$\text { Hence, solve the equation } 8 \cos ^{3} \theta-6 \cos \theta+1=0 \quad \text { for } \theta \in[-\pi, \pi]$
The previous part was to prove that $\cos 3 \theta=4 \cos ^{3} \theta-3 \cos \theta \quad \text { by replacing } 3 \theta \text { by }(2 \theta+\theta)$.

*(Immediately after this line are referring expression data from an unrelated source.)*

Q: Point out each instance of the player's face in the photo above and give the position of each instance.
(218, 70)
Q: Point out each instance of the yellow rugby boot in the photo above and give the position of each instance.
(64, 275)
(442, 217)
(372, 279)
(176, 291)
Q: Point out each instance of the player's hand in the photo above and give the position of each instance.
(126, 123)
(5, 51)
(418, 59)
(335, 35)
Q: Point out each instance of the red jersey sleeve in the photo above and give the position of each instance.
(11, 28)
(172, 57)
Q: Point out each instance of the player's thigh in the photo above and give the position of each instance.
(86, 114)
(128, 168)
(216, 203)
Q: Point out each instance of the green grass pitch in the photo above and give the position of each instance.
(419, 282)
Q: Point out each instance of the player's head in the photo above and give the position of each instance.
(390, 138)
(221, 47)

So, I used this to simplify the equation to
$2 \cos 3 \theta +1 = 0$ $\implies \cos 3 \theta =\frac{-1}{2}$
Since $\cos^{-1} \frac{-1}{2} = \frac{2\pi}{3} + 2 \pi n$,$\implies \theta =\frac{2 \pi}{9},\frac{8 \pi}{9},\frac{-8 \pi}{9}$ or $\frac{-2 \pi}{9}$. However, the graph seems to be showing another root which is $\frac{4 \pi}{9}$. Why did I miss this root? How should I find more angles that satisfy the equation in a given range. In general, how does one find all angles that satisfy an equation even after adding $2 \pi n$
Note that, if $\cos x >0$, $x$ is in the 1st or 4th quadrant; if $\cos x< 0$, $x$ is in the 2nd or 3rd quadrant.
So, given $3\theta \in [-3\pi, 3\pi]$ and $\cos 3\theta = -\frac12< 0$, the angle $3\theta$ has two sets of values, with one set in the 2nd quadrant, i.e.

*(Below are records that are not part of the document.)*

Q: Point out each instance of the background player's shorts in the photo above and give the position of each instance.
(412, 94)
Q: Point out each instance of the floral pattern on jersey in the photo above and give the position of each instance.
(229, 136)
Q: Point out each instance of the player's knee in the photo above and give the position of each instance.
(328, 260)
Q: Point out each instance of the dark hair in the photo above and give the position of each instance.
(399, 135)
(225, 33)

$$3\theta =\frac{2\pi}3 + 2\pi k = -\frac{4\pi}3 , \>\frac{2\pi}3, \> \frac{8\pi}3$$
and the other set in the 3rd quadrant, i.e.
$$3\theta = -\frac{2\pi}3 + 2\pi k =-\frac{8\pi}3,\> -\frac{2\pi}3, \>\frac{4\pi}3$$
Thus, all eligible angles are $ \pm\frac{2\pi}9, \> \pm\frac{4\pi}9, \> \pm\frac{8\pi}9$.